Agustín Battipiedi

Personal information
- Full name: Agustín Emilio Battipiedi
- Date of birth: 1 September 1989 (age 35)
- Place of birth: Capital Federal, Argentina
- Height: 1.85 m (6 ft 1 in)
- Position(s): Midfielder

Team information
- Current team: Colegiales

Senior career*
- Years: Team / Apps / (Gls)
- 2008–2010: Comunicaciones / 50 / (3)
- 2010–2011: Brighton & Hove Albion / 18 / (0)
- 2011–2012: Dover Athletic / 11 / (1)
- 2012–2013: Brighton & Hove Albion / 0 / (0)
- 2013: Salisbury City
- 2014: Sariñena
- 2014: San Lorenzo / 16 / (0)
- 2014–2015: Imperia / 20 / (5)
- 2016: Fénix / 10 / (0)
- 2016–2017: Imperia / 20 / (6)
- 2018-2019: Marsala / 12 / (1)
- 2018–2019: Alassio FC / 11 / (2)
- 2020–2021: JJ Urquiza / 1 / (0)
- 2021-2022: Los Andes / 15 / (0)
- 2022: Colegiales

= Agustín Battipiedi =

Argentine-Italian footballer

Agustín Battipiedi (born 1 September 1989) is an Argentine Italian professional footballer who plays for Colegiales.

Battipiedi can play as a midfielder and as a centre back. He was awarded twice as best young player in Argentina and has formerly played for English side Brighton & Hove Albion. He is now playing for Los Andes, Primera B Metropolitana team in Argentina.

==Career==
His football career started in February 2008, after graduating from school. He joined Argentinian Primera B Metropolitana team, Club Comunicaciones. Making his professional debut in November 2008, at the age of 19, against Deportivo Español. Soon after he signed his first professional contract until June 2010. During his time there, he played 50 games scoring 3 goals. He was named Premio Revelación en fútbol de Ascenso by Argentine newspaper, Clarín, in 2010.

At the age of 20 Agustin was scouted and joined Brighton & Hove Albion after impressing Gus Poyet on a trip to Argentina.
On 28 June 2010, Battipiedi along with fellow Argentinean Cristian Baz, signed one-year contracts with Brighton & Hove Albion after departing Argentine Third Division side Comunicaciones.
He became part of a winning team that gained promotion from League One as champions, to The Championship.

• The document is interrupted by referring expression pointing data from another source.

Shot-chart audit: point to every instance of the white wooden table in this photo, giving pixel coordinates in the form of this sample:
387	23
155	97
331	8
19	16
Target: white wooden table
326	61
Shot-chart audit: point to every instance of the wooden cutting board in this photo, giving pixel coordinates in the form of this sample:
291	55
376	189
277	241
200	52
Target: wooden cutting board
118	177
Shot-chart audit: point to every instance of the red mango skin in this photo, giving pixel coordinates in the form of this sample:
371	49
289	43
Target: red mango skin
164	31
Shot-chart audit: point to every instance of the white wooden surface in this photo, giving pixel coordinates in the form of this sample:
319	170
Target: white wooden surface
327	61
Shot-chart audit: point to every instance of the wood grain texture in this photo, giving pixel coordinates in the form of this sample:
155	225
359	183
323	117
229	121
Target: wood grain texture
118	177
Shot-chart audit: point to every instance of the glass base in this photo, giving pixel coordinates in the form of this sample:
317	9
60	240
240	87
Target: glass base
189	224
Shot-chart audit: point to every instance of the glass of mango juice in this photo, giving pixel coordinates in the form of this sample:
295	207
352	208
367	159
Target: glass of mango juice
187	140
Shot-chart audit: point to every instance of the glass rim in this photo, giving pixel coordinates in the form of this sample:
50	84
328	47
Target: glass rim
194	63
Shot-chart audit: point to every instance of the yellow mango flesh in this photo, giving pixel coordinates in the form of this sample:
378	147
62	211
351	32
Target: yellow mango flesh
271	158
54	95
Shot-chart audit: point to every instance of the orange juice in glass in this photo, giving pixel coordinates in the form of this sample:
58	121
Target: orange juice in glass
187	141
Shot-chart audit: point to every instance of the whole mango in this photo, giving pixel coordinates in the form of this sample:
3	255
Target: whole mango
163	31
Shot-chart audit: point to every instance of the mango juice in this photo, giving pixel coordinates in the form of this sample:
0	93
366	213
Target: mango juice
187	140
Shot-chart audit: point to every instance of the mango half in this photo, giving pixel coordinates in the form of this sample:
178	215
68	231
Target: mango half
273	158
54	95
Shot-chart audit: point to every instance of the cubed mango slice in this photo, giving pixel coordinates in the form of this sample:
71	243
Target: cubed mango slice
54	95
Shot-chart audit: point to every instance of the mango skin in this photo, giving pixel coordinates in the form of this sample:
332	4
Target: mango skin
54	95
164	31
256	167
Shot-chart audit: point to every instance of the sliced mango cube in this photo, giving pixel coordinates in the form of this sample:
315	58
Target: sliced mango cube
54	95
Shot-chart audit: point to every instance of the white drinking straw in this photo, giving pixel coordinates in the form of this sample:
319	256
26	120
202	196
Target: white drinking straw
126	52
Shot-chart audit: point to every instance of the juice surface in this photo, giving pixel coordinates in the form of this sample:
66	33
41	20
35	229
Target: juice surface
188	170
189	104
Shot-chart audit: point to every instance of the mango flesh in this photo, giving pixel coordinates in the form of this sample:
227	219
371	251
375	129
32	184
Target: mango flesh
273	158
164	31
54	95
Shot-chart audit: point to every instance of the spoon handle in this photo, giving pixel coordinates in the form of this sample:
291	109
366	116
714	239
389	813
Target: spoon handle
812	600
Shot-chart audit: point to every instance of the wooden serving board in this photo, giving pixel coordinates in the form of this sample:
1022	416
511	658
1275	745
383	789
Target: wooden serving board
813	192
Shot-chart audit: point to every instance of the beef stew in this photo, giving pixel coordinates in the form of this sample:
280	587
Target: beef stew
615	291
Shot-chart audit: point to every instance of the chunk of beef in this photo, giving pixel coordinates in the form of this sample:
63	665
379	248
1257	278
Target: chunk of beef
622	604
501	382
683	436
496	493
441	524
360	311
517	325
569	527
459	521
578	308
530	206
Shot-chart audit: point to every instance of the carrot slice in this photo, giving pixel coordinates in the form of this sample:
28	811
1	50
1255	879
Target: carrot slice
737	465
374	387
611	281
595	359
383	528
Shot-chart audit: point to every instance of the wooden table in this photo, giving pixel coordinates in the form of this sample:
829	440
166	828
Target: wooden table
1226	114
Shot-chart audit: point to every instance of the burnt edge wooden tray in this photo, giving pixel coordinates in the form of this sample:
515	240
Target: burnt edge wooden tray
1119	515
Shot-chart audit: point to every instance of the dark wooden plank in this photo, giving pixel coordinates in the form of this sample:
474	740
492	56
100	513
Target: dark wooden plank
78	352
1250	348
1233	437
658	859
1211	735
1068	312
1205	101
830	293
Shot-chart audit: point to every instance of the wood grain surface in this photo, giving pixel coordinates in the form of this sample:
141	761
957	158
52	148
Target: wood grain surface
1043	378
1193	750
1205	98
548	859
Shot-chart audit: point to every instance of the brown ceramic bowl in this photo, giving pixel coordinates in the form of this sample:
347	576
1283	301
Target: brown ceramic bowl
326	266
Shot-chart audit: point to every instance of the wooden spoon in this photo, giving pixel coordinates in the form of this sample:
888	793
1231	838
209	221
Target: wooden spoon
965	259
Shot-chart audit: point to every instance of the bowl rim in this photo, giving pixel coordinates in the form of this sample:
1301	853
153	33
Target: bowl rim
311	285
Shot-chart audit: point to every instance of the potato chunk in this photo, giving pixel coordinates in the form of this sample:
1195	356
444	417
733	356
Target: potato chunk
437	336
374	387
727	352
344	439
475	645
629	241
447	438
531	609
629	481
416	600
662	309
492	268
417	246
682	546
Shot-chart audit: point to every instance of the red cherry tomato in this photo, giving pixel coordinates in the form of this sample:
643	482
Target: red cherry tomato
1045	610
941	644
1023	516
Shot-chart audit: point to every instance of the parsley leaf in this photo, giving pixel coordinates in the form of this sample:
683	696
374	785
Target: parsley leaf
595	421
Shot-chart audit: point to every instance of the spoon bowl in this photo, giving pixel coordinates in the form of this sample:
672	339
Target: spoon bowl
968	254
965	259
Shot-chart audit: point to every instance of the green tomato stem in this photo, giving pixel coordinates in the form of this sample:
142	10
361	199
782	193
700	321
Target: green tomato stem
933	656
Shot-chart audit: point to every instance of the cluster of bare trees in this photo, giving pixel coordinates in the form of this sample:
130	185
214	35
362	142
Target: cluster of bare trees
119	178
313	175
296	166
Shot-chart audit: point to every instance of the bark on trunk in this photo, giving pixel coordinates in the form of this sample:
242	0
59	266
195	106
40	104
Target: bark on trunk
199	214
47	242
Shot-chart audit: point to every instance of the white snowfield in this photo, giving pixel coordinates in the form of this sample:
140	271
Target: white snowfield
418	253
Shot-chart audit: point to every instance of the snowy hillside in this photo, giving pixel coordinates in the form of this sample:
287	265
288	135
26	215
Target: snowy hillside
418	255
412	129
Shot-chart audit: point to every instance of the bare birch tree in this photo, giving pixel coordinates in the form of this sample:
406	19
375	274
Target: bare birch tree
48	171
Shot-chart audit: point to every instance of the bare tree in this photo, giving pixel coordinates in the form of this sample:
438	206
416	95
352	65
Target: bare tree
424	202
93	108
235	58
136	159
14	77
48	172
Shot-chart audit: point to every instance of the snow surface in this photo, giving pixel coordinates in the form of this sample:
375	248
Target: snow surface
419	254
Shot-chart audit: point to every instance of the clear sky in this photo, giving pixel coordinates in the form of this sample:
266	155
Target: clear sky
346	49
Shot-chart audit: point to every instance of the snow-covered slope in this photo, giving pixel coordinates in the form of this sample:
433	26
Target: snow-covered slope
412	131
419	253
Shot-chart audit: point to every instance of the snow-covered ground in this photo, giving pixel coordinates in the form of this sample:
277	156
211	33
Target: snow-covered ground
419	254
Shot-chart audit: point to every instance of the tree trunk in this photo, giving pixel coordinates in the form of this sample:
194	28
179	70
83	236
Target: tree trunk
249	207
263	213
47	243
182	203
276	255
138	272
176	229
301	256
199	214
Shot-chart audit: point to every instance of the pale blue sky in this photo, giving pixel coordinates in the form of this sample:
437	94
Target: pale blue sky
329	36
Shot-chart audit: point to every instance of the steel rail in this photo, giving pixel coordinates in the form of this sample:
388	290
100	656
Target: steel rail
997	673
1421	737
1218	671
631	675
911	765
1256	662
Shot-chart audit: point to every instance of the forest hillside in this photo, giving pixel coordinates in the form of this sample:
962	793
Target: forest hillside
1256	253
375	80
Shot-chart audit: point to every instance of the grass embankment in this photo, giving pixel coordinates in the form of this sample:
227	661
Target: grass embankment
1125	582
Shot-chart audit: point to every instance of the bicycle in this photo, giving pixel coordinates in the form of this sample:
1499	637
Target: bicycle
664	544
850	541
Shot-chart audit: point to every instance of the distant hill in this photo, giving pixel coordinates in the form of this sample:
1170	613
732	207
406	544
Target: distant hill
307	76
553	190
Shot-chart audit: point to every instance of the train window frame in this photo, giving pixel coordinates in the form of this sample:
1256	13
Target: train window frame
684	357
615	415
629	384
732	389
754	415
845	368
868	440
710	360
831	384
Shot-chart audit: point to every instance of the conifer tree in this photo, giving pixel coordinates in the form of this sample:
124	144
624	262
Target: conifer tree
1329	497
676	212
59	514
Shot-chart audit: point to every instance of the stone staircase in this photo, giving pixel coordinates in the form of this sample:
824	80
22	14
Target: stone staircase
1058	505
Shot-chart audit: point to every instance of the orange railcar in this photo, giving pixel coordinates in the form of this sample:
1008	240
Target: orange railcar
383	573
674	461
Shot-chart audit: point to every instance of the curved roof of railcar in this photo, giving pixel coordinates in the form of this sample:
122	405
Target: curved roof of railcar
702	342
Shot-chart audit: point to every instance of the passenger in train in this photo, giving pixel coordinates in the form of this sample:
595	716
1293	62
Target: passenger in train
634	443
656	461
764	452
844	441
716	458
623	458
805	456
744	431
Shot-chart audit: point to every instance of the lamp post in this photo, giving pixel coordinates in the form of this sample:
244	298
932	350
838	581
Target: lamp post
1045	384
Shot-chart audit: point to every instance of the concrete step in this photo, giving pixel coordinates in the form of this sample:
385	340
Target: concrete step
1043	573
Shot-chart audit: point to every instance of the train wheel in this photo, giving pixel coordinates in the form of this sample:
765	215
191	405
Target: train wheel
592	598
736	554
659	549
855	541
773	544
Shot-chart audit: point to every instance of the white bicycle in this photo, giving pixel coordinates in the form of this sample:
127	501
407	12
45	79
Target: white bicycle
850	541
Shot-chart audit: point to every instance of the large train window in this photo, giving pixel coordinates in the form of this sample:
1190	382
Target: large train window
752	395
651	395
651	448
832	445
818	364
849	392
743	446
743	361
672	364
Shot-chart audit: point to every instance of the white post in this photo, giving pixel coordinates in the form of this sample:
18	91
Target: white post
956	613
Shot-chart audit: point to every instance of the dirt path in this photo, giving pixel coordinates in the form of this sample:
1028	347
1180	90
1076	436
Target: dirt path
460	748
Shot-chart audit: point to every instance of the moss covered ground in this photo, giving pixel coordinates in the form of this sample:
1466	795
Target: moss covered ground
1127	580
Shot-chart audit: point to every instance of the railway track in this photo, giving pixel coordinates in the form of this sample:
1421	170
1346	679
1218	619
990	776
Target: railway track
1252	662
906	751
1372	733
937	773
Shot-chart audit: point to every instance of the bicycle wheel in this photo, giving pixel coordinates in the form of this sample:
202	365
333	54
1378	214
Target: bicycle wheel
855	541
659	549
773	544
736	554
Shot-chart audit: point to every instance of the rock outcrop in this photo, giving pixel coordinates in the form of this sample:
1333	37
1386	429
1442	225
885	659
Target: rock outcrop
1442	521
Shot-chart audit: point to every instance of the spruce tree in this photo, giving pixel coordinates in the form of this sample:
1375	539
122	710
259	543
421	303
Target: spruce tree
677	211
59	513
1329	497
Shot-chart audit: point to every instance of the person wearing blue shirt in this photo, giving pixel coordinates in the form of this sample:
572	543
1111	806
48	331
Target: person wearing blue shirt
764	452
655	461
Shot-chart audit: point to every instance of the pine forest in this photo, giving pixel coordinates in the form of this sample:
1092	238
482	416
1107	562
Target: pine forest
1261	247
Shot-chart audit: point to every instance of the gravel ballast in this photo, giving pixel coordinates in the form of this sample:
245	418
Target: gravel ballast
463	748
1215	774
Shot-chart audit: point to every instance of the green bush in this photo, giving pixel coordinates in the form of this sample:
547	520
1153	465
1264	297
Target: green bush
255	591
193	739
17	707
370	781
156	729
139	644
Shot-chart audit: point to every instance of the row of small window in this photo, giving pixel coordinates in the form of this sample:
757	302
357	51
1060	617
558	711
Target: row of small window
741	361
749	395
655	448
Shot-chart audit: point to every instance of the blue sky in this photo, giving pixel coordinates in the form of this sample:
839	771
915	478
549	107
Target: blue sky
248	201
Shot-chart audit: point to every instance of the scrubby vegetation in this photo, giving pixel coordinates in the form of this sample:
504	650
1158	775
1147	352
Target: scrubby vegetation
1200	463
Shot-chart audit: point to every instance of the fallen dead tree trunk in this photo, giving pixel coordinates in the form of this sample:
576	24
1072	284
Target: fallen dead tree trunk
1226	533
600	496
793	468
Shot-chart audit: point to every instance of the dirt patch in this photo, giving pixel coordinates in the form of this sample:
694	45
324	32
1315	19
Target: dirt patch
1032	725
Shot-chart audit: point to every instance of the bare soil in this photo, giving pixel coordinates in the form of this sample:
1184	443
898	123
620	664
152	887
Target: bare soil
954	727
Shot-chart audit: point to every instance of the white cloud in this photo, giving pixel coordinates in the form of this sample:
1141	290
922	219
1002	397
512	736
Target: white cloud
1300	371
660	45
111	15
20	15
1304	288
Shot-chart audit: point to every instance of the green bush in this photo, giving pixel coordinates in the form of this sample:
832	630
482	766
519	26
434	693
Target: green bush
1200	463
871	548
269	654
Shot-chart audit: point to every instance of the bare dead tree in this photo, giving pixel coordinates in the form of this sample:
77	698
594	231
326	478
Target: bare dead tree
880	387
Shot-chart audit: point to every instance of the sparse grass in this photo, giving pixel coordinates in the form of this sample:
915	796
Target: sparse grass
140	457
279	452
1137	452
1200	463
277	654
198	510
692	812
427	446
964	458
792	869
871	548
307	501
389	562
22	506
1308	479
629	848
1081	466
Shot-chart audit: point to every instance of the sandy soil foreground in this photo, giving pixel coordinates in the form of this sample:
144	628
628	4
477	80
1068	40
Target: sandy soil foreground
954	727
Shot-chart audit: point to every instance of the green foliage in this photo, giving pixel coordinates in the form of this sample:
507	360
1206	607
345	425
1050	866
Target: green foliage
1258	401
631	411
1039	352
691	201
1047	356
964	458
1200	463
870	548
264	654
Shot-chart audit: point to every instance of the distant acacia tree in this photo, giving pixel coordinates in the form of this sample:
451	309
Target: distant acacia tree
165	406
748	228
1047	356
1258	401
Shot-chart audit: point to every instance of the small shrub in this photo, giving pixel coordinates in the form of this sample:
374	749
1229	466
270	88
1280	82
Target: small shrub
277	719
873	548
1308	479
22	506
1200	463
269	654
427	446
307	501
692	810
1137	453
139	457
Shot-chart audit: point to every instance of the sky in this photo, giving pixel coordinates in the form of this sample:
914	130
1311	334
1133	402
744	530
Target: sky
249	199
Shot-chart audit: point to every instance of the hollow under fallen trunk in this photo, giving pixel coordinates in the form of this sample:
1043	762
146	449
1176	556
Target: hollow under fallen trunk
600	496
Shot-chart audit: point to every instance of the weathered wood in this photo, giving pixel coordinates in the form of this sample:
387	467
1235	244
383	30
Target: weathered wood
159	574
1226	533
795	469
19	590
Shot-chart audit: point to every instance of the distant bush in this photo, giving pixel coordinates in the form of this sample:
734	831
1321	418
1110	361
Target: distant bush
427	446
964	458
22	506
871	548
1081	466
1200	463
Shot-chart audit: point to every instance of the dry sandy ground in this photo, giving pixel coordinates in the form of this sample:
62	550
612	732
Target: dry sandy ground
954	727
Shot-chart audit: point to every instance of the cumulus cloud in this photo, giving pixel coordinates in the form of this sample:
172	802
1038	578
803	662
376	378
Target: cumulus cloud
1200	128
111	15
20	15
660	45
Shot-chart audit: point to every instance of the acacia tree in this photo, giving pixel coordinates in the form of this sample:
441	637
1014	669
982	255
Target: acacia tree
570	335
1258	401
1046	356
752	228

For the season 2011-2012 he joined conference south side Dover Athletic, managed by Nicky Forster.

Battipiedi re-signed with Brighton & Hove Albion during the 2012–2013 season. In December 2013, he joined Conference Premier side Salisbury City on a non-contract basis.

After his time in England, he went to Spain to join Segunda B team, Sariñena, for the 2013–2014 season.

In March 2014, Agustin signed a one-year contract with Sportivo San Lorenzo, Paraguayan Second Division. Finishing in the second position, getting promoted to the top league.

Straight away, he was contracted by Imperia, a Football Conference National team in Italy, till June 2015, making a huge impact scoring 5 goals.

Soon after he joined Argentinian League One team, CA Fenix, until June 2016.

For the 2016–2017 season, he rejoined Italian team, Imperia, scoring 6 goals.

For the season 2018–2019, S.C. Marsala 1912 puts its eyes on him, and contracted Agustín. However, Alassio F.C. made a great move and got the player to join the club during the winter market till the end of the season.

In 2020, he went back to Argentina where he joined Asociación Social y Deportiva Justo José de Urquiza for a year and a half.

Battipiedi is now playing for Los Andes, Primera B Metropolitana team in Argentina.

In January 2022 Battipiedi signed for Colegiales, Primera B Metropolitana team in Argentina.

===Awards===
Individual and Team Honours
- 2014 Promoted to the Paraguayan top league, with Sportivo San Lorenzo.
- Football League One: 2010–11 with Brighton & Hove Albion
- 2010 Best Young Player Award – DIARIO CLARIN – Argentina
- 2008 Best Youth Player Award – Argentinian Football Association AFA.